The impending removal of Sugar Pine Walk in Bago State Forest, at the foothills of the Snowy Mountains, has not only rattled scores of photos out of archives, but generated interest from scores of people hoping to get one last peek at the iconic woodland walk.
Their actions have prompted the Forestry Corporation of NSW to issue a warning reminding forest visitors to avoid the tourist attraction for their own safety following extensive damage to it during the past summer’s bushfires.
The popular site near Laurel Hill, between Tumut and Tumbarumba, was heavily burnt and is now closed to the public due to the risk of falling trees.
Forestry Corporation silvicultural manager, Snowy Region, Roger Davies said the Sugar Pine Walk could not be saved.
“Pine trees are particularly susceptible to fire and the intensity of the bushfires has destroyed this iconic walk,” he said. “The site is incredibly dangerous due to the burnt standing timber. We have no option but to remove the trees.”
Forestry Corporation will be working with mills and local contractors to salvage bushfire-affected wood, with work starting this month.
Sugar pine (Pinus lambertiana) is native to the US west coast and is the largest and tallest of all pine species.
The trees were planted on the site in 1928 as a range of different exotic species were being trialled by the forestry industry.
The site is sentimental to both Forestry Corporation staff and the wider community due to its history and the pine trees’ size and stature.
The close planting and the way the trees have grown over time created a unique cathedral-like experience for visitors walking under the canopy.
Forestry Corporation staff are exploring how to mark the passing of the forest and commemorate the loss.
A photographer has been commissioned to capture Sugar Pine Walk as it stands and will share these images with the community.
“We are looking at other ways we can preserve the memory of Sugar Pine Walk and share with the community to celebrate 100 years of plantation forestry in the local region,” said Mr Davies.

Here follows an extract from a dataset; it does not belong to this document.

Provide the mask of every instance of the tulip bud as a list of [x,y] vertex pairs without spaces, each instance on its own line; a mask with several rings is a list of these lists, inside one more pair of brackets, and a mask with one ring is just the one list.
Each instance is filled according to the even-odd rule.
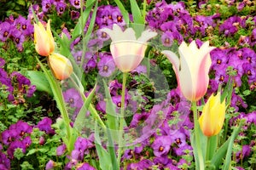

“Planning is underway for a replacement Sugar Pine Walk, with seed and seedlings in the current site being collected for propagation and replanting for future generations.”
Ironically, Forestry Corporation of NSW had begun preparations for another Sugar Pine Walk nearby, in September 2019, with a five-hectare replacement site selected, cleared and ready to establish a new stand of trees as the existing forest aged.
That site was also destroyed in the recent bushfires.